Migrating from a legacy to next-gen observability platform in a live environment

At eBay, we have been using different versions of the same central monitoring platform for ~15 years. The teams at eBay rely heavily on this platform to monitor their applications and infrastructure. This platform is so deeply ingrained into our applications and systems that it is non-trivial to replace it.

As the team managing this central monitoring platform, it is our responsibility to maintain, enhance and ensure its availability for our customers.

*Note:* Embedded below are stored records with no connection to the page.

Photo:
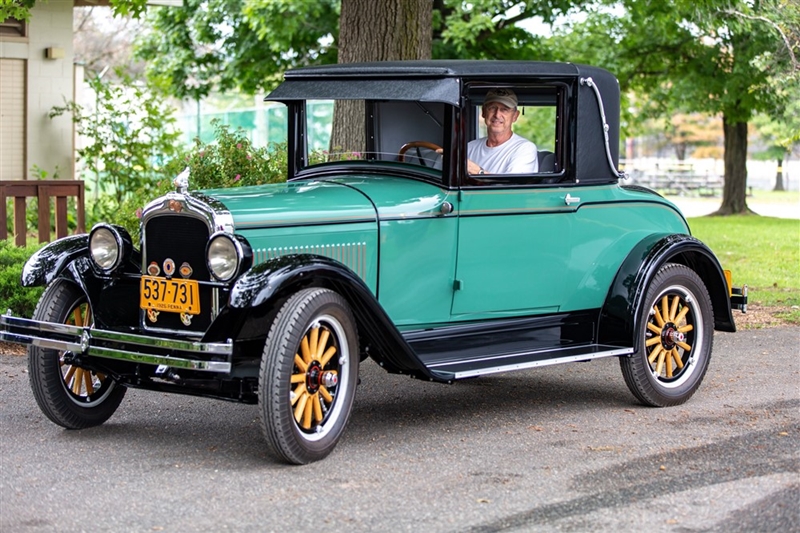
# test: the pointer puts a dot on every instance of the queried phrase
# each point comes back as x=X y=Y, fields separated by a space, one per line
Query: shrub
x=232 y=161
x=20 y=300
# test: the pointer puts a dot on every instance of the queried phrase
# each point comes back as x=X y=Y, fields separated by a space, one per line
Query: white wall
x=49 y=83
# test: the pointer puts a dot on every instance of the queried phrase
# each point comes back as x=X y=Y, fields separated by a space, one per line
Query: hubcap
x=84 y=386
x=668 y=339
x=316 y=375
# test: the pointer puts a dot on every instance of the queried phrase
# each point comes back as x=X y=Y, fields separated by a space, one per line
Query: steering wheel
x=418 y=144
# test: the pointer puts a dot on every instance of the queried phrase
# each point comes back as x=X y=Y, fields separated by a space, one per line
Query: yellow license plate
x=171 y=295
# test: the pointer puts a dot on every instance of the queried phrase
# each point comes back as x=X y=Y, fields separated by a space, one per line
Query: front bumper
x=145 y=349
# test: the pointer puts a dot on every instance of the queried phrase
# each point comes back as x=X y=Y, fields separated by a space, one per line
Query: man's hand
x=473 y=168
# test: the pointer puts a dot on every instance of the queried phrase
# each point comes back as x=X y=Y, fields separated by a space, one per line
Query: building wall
x=48 y=143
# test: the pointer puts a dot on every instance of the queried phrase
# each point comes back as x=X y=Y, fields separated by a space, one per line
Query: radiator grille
x=183 y=240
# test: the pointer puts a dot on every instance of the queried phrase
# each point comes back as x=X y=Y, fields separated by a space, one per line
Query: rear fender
x=623 y=306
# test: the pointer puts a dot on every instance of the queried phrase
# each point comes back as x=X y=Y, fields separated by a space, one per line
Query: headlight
x=108 y=245
x=226 y=254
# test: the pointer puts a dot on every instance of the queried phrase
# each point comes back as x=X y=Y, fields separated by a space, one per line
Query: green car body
x=274 y=294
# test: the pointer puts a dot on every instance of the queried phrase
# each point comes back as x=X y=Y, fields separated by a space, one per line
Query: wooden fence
x=61 y=190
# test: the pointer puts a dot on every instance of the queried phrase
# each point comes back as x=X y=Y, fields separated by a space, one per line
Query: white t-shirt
x=517 y=155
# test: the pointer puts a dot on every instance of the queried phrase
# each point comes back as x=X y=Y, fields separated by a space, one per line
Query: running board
x=481 y=366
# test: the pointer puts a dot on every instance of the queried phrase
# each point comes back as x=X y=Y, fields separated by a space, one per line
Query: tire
x=70 y=396
x=675 y=331
x=312 y=344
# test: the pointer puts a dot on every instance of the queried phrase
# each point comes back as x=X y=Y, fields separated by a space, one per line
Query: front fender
x=255 y=298
x=623 y=306
x=48 y=263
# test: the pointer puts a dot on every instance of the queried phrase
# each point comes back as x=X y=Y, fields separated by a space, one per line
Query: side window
x=516 y=136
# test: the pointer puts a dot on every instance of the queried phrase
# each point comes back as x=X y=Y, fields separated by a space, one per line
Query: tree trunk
x=734 y=191
x=377 y=30
x=779 y=176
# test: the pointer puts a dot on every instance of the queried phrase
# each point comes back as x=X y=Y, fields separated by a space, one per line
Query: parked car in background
x=381 y=245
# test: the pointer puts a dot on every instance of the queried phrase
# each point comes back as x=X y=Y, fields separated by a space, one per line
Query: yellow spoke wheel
x=309 y=371
x=68 y=394
x=675 y=333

Over ~15 years, the open source community has made tremendous strides in the telemetry and monitoring space. Unfortunately, our platform has not kept pace with these improvements. We have accumulated large amounts of tech debt that is very difficult to pay off. It is also very expensive (CAPEX & OPEX) to grow and maintain this platform due to its legacy tech stack. When new applications get built at eBay, teams recognize the shortcomings of this legacy platform and have started spawning their own instances of newer/open source monitoring offerings (Prometheus, ElasticSearch, etc.). This defeats the purpose of a centralized monitoring platform that can do things like correlation across the various dependencies to reduce TTD (Time to Detect)

These reasons prompted our team to start building a modern and improved platform that will best serve eBay for its current and future needs.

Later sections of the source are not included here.